There are great technical roots in Australia for this area, but poor market engagement and visibility
Southern Cross joint MD Larry Marshall
Silicon Valley-based wireless technology start-up Quantenna Communications is planning to open a 30 to 50-person research facility in Australia following an injection of venture capital by the Australian-US fund Southern Cross Venture Partners.
Southern Cross was the lead investor in a US$13.85 million series C investment round that included many of Quantenna's existing investors, including blue chip Silicon Valley VC Sequoia Capital.
Quantenna is developing technology to improve the reliability of wireless networking based on the Wireless N protocol, specifically in relation to streaming high-definition video within homes and apartment buildings.
Chairman Behrooz Rezvani says the technology, which optimises the "beam" that is used to transmit information wirelessly, is capable of improving the reliability of connections by 10 to 12 times. The company is currently providing samples of its technology to wireless equipment manufacturers, and Rezvani expects to announce its first commercial deals as early as the third quarter of this year.
Rezvani says his meetings with Southern Cross opened his eyes to the quality of Australian wireless technology innovation. He says this capability was reinforced again recently when large US companies including Fujitsu, Hewlett-Packard and Asus chose to settle legal action out of court with the CSIRO for alleged patent infringements relating to 802.11 wireless technology. The terms of that settlement are unknown, but are believed to be highly favourable to the CSIRO.
In addition to the local talent available, Rezvani says that Australia poses none of the commercial or cultural challenges of other possible offshore locations, and is closer to Silicon Valley by plane than Bangalore.
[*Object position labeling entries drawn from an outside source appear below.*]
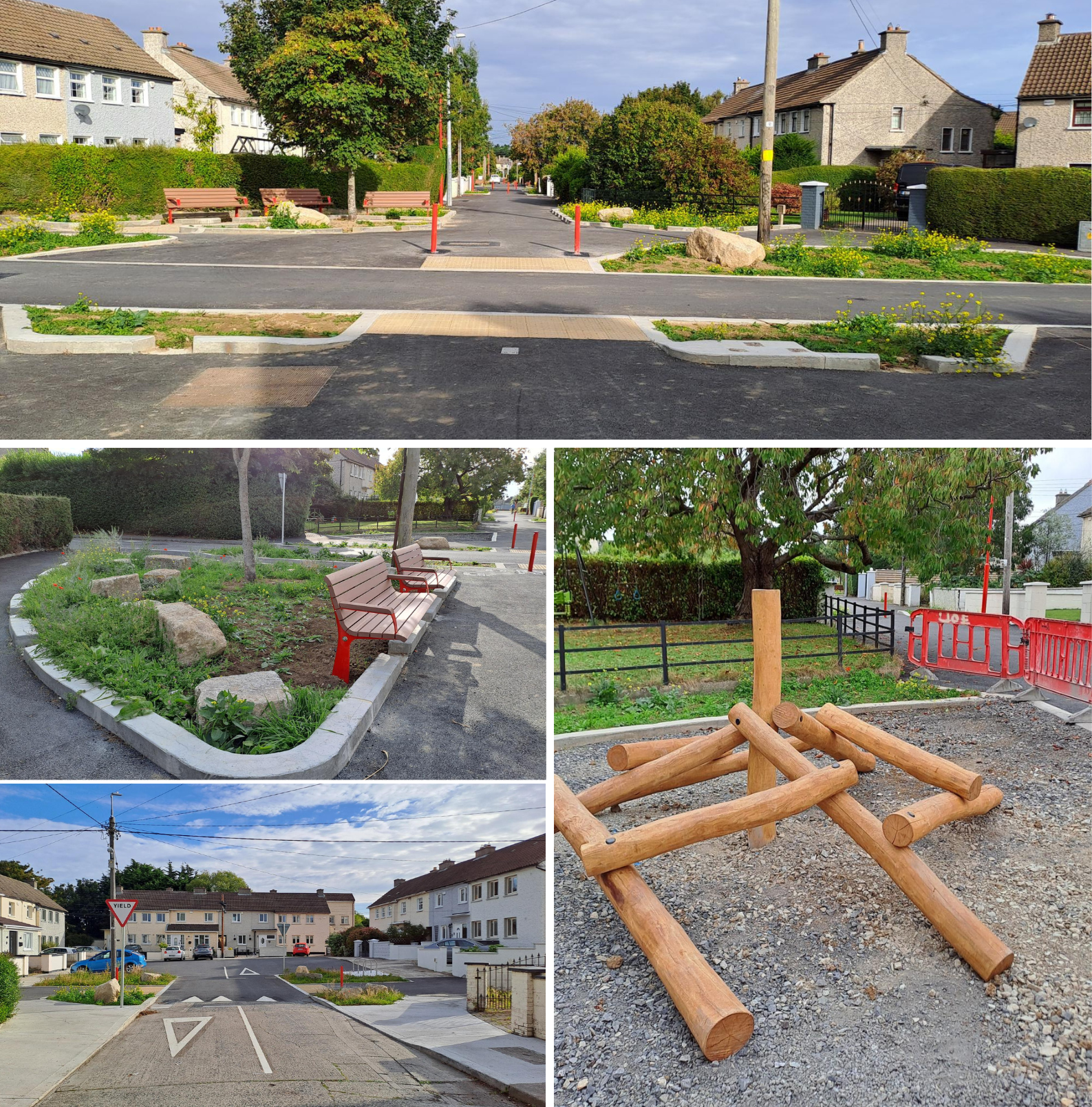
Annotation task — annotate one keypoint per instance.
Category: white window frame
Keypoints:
(85, 78)
(54, 76)
(18, 74)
His goal is to open a facility in Australia this year to investigate additional uses for Quantenna's technology. Rezvani says he is also seeking to create partnerships with Australian research institutions including NICTA and CSIRO, which are both operating extensive programs in wireless chip technology.
Southern Cross joint managing director Dr Larry Marshall, an expat Australian living in Silicon Valley, has joined the Quantenna board as a result of the transaction. Marshall has been a strong advocate for the proposed Australian facility.
"There are great technical roots in Australia for this area, but poor market engagement and visibility," Marshall says. "If we can attract people like Behrooz, companies like Quantenna, and VCs like Sequoia, Venrock and Sigma to start thinking of Australia like Israel, it will boost tech investment in Australia."